Jorgen Randers – 2052
From Amazon.com: Forty years ago, The Limits to Growth study addressed the grand question of how humans would adapt to the physical limitations of planet Earth. It predicted that during the first half of the 21st century the ongoing growth in the human ecological footprint would stop-either through catastrophic “overshoot and collapse”-or through well-managed “peak and decline.”
So, where are we now? And what does our future look like? In the book 2052, Jorgen Randers, one of the co-authors of Limits to Growth, issues a progress report and makes a forecast for the next forty years. To do this, he asked dozens of experts to weigh in with their best predictions on how our economies, energy supplies, natural resources, climate, food, fisheries, militaries, political divisions, cities, psyches, and more will take shape in the coming decades. He then synthesized those scenarios into a global forecast of life as we will most likely know it in the years ahead.
The good news: we will see impressive advances in resource efficiency, and an increasing focus on human well-being rather than on per capita income growth. But this change might not come as we expect. Future growth in population and GDP, for instance, will be constrained in surprising ways-by rapid fertility decline as result of increased urbanization, productivity decline as a result of social unrest, and continuing poverty among the poorest 2 billion world citizens. Runaway global warming, too, is likely.
So, how do we prepare for the years ahead?
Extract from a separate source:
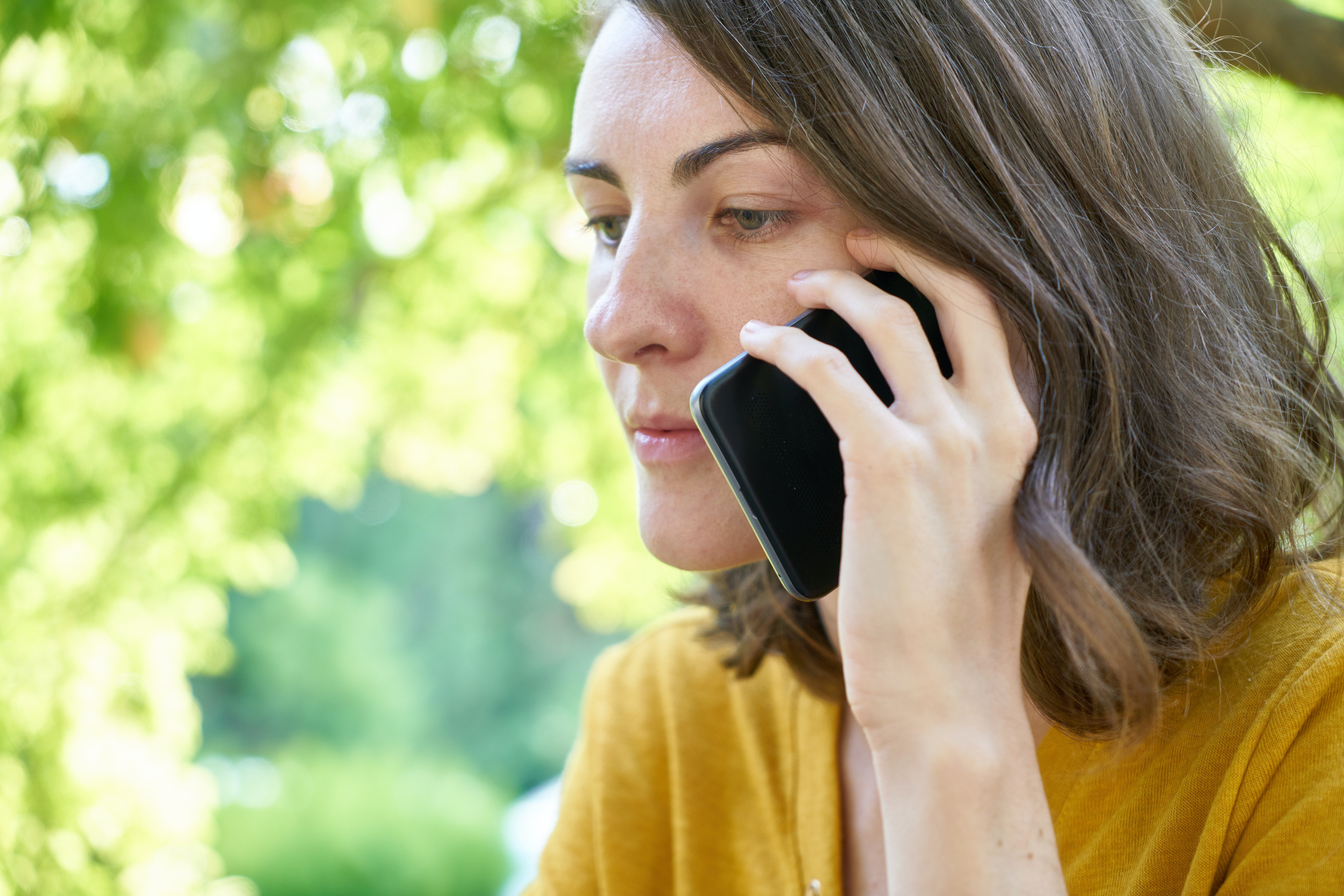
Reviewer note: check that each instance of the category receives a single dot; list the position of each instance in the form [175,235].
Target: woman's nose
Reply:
[644,312]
With heart, fact, and wisdom, Randers guides us along a realistic path into the future and discusses what readers can do to ensure a better life for themselves and their children during the increasing turmoil of the next forty years.
Youtube text: published May 5, 2013 – In my usual Sunday morning sermon from Doomsday Rock, old Preacher Hambone reads from his newest Bible of the Apocalypse. This week’s book is Jorgen Rander’s “2052: A Global Forecast for the Next Forty Years.” Only problem is, it’s not quite so Apocalyptic as I was assuming it was going to be.